Of course, Rio Ferdinand is not the only grieving spouse in the country. But he is a high-profile one, a man, and from a profession not known for wearing its heart on its sleeve (except on the pitch). This is a bold and important thing to do. Crying might be less of a taboo these days (Rio’s tears flow freely throughout, mine, too, just watching), but talking is still tough. Men are only half as likely to get counselling help as women are.

Rio talks about how he blocked it out to begin with, about his anger, about finding comfort in drink, about having suicidal thoughts.

He visits other men who have lost their partners – Darren Clarke, the golfer, and a group of bereaved men who seem to be further along the grieving process than he is. They are able to talk freely about it, even make the odd joke. “This is like the shittest game of Top Trumps ever,” says one of them, Dan, as they go round the group, telling Rio how their wives died. Grief banter. Dan, incidentally, is the clear winner; since losing his wife, he has also lost the daughter he’s had with his new partner.
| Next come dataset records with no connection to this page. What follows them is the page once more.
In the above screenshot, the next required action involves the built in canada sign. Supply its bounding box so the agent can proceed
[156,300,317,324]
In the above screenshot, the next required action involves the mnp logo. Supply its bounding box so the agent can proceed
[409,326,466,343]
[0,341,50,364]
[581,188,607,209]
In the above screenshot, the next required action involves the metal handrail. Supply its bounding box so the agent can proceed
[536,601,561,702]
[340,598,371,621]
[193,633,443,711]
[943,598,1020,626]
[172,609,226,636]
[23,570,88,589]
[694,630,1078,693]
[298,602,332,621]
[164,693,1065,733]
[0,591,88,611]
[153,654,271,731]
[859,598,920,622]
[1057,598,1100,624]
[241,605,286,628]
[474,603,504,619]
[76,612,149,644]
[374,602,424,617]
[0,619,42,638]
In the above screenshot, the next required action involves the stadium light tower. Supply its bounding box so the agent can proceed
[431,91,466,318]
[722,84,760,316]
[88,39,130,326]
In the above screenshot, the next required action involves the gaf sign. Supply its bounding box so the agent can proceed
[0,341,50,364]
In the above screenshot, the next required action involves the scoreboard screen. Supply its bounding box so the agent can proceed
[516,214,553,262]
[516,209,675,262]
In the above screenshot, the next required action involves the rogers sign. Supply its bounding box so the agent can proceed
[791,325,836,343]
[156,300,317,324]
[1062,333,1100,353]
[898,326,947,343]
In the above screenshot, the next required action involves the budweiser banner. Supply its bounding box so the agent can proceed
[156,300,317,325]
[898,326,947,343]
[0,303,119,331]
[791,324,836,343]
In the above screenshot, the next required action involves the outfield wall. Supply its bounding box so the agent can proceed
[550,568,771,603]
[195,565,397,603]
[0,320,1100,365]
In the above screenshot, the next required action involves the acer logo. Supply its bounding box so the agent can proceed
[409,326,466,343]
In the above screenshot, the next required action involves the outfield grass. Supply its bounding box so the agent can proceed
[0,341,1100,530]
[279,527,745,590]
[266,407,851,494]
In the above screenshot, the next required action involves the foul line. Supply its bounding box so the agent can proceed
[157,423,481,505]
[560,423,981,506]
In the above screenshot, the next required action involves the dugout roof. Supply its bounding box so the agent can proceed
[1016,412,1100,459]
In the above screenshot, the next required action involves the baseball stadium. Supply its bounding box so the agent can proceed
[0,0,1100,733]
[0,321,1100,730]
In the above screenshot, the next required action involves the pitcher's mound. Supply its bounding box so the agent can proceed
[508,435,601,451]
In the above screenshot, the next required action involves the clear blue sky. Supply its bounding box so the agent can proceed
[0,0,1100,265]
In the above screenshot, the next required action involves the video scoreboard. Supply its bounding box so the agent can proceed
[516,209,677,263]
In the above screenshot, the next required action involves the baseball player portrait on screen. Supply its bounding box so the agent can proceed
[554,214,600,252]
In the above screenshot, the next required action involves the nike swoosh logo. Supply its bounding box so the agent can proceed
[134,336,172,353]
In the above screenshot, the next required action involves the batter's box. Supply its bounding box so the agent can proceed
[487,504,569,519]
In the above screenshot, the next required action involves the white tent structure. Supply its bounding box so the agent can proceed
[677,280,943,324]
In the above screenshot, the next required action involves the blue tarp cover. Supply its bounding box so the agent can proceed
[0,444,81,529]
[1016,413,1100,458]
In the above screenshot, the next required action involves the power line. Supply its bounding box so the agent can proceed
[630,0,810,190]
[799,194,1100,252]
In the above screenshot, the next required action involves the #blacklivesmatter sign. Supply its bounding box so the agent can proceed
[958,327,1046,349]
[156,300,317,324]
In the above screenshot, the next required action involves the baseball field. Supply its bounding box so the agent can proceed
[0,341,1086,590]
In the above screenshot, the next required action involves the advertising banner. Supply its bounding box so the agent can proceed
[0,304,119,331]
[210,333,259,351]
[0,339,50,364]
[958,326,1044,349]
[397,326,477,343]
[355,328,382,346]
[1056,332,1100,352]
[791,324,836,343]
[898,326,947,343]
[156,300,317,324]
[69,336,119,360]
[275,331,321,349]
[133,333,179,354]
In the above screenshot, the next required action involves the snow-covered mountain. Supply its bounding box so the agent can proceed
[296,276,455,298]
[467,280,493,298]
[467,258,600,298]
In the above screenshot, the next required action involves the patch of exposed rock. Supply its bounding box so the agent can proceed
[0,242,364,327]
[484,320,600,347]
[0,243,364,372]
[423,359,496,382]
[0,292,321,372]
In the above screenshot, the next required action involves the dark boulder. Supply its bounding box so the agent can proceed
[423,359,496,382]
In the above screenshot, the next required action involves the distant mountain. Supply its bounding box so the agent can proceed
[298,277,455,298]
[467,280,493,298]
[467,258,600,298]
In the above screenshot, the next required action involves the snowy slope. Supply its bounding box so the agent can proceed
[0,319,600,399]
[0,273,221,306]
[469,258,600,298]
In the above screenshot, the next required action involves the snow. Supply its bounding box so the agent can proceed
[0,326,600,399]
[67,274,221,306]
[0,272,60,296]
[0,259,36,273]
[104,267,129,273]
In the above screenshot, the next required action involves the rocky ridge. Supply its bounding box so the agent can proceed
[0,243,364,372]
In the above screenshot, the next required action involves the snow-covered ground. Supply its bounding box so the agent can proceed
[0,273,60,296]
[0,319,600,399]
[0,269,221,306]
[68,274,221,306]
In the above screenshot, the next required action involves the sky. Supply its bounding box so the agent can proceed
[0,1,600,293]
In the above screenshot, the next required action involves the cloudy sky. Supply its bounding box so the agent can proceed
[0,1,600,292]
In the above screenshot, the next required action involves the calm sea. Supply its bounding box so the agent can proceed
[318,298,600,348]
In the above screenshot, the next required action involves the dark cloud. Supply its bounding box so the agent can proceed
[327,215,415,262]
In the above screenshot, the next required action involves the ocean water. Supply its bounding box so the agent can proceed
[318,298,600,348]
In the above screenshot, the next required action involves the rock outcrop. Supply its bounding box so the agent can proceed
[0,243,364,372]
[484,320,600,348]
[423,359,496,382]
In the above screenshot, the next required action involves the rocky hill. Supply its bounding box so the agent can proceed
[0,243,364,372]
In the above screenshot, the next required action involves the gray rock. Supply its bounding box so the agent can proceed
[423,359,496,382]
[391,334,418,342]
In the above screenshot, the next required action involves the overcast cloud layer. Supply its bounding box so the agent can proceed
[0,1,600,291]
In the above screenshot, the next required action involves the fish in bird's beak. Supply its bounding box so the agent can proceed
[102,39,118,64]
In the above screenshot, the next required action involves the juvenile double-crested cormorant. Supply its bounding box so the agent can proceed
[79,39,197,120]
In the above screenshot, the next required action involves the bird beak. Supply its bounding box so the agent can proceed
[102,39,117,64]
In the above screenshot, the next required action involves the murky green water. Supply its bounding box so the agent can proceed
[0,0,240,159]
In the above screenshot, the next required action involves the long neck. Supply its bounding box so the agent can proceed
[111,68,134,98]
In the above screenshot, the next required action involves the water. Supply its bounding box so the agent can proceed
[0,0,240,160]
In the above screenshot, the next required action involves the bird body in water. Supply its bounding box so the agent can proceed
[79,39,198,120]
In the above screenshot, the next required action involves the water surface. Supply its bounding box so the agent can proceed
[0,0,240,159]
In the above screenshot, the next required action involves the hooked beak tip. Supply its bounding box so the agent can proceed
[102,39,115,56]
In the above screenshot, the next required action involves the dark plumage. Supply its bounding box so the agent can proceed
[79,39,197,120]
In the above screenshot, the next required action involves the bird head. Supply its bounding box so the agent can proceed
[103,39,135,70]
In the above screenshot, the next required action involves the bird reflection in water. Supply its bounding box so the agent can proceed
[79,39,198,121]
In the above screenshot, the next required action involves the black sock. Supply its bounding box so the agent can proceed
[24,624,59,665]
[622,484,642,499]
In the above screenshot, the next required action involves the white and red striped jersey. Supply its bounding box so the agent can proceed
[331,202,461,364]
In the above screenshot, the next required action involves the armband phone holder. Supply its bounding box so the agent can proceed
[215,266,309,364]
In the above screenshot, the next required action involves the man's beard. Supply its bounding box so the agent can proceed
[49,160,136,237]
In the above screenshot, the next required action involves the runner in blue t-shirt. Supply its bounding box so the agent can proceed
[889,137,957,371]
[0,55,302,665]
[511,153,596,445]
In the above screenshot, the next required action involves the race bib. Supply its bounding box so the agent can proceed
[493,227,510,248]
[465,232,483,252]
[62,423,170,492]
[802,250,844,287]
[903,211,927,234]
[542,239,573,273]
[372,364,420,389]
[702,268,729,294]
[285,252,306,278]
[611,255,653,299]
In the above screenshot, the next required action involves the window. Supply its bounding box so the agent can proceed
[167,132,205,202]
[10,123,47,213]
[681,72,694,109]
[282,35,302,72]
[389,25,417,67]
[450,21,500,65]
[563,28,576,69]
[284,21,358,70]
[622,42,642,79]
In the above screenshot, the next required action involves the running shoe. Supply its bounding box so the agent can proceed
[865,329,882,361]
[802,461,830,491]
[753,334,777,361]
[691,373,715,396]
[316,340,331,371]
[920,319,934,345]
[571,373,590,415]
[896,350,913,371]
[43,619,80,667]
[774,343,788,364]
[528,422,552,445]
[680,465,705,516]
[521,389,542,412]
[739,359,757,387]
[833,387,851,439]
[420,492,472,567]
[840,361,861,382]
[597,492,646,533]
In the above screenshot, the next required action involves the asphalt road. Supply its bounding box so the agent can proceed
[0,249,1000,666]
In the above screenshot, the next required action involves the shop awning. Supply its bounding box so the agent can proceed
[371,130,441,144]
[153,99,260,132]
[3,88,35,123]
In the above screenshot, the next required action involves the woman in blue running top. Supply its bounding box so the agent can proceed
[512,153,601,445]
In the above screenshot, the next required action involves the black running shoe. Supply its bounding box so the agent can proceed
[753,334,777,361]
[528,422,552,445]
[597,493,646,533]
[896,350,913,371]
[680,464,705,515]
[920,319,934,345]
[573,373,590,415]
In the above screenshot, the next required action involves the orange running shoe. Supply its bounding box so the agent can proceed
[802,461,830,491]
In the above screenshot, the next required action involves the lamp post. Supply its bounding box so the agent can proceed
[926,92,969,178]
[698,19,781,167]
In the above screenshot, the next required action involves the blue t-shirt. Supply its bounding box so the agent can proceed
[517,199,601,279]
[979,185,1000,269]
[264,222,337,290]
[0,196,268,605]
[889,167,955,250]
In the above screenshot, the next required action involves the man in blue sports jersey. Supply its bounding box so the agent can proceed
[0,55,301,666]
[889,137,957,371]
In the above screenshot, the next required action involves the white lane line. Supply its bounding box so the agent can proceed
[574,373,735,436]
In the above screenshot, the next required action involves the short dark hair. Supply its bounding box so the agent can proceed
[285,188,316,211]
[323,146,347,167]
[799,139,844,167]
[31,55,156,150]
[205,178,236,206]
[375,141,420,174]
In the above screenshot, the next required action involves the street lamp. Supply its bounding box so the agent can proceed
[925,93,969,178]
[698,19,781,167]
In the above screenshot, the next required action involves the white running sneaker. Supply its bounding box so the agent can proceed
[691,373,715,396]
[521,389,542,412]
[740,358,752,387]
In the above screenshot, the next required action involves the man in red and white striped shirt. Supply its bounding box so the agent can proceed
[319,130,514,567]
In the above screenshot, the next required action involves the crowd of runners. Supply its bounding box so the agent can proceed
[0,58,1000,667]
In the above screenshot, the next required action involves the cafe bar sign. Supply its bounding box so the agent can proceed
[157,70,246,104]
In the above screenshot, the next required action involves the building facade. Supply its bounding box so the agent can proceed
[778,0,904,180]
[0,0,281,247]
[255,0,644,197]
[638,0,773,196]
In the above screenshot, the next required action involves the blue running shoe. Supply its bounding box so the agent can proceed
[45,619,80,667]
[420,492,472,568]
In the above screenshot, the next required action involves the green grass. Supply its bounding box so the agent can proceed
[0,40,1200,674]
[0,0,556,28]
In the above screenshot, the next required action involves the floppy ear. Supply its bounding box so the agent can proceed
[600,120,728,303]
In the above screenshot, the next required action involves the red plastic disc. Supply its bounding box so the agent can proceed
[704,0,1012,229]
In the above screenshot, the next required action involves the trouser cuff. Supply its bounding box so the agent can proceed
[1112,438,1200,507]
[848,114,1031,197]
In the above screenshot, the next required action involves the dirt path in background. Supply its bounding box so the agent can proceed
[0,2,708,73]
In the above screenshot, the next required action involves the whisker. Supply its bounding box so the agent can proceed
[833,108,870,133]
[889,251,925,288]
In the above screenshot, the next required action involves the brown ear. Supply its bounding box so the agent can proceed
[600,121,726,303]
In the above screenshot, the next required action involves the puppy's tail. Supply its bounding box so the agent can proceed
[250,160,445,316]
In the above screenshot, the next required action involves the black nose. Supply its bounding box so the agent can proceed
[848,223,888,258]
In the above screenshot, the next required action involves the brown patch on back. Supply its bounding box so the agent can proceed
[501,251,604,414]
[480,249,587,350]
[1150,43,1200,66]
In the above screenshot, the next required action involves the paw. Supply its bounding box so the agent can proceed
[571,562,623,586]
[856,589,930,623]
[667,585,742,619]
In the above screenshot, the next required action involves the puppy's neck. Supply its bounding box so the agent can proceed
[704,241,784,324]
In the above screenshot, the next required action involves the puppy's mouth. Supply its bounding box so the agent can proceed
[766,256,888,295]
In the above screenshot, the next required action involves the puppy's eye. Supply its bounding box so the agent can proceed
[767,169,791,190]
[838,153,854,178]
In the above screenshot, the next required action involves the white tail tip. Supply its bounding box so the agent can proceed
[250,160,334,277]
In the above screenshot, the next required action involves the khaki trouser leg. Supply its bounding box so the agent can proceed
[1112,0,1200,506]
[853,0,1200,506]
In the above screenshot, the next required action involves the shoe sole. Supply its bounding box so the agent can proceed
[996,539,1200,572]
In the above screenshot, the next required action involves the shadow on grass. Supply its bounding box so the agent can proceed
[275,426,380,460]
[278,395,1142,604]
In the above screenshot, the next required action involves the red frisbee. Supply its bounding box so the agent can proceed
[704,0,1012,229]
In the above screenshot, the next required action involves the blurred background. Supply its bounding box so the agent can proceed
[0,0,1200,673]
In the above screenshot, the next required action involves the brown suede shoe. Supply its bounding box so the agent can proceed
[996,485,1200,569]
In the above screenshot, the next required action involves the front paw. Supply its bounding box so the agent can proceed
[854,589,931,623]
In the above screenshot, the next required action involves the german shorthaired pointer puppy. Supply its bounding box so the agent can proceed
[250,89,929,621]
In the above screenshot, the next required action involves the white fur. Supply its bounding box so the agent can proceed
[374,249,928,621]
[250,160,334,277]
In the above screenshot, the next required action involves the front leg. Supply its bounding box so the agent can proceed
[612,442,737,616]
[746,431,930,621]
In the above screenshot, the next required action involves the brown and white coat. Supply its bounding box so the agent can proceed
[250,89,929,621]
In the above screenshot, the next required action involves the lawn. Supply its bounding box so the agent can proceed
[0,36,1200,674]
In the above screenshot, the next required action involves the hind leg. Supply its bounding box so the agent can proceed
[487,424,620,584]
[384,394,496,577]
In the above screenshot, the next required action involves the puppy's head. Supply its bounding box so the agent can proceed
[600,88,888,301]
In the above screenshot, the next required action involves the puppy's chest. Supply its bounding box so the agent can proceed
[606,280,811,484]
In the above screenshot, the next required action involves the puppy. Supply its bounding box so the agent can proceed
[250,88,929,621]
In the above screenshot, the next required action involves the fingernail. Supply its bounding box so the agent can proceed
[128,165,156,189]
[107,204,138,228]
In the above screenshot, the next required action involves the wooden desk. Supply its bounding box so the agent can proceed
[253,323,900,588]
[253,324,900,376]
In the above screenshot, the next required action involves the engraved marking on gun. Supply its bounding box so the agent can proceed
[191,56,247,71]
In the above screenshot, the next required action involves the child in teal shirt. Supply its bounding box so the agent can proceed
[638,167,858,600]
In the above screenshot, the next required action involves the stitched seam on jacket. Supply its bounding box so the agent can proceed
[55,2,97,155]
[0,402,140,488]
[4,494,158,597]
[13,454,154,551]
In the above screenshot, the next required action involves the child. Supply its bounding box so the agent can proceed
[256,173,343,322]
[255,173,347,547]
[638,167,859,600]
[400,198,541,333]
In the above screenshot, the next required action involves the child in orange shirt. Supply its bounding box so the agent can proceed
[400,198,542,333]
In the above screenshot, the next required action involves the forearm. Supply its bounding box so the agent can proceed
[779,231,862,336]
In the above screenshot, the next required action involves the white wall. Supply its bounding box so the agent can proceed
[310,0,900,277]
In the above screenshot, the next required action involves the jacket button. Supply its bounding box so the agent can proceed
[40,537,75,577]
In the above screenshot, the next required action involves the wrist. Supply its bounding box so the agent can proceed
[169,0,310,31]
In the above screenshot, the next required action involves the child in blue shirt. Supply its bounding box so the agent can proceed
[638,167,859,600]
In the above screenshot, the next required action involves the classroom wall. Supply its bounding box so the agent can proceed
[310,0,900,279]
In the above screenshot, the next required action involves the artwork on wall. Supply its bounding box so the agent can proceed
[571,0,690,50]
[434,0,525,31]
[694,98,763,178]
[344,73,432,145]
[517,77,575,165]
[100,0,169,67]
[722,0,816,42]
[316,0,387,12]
Rio is inspired by Dan, how he somehow manages to carry on and stay strong for his son Jamie. Now, that’s what Rio’s trying to do, for his kids. Perhaps most usefully, as well as most movingly, he also visits a group of teenagers who have lost a parent and who talk about the importance of speaking about it.

One girl, Emily, tells him about the memory jar she made, and he takes the idea home. Rio, Lorenz, Tate and Tia sit together and put down things they remember about Rebecca on paper – the name of a favourite song, a picture of her holding hands with Rio – and they go into the jar (actually, it’s a giant Coke bottle).

“I love my wife, more than anything,” says Rio. Yeah, that set me off again, too.

Rio hasn’t had any professional help – yet. He says he is now open and ready to give it a go. “This filming thing has almost been like a therapy thing, too,” he says. It seems to have been useful to him – certainly watching it will be helpful to others going through the same thing. To everyone else, it’s simply a very moving, very human film. Nice one, Rio.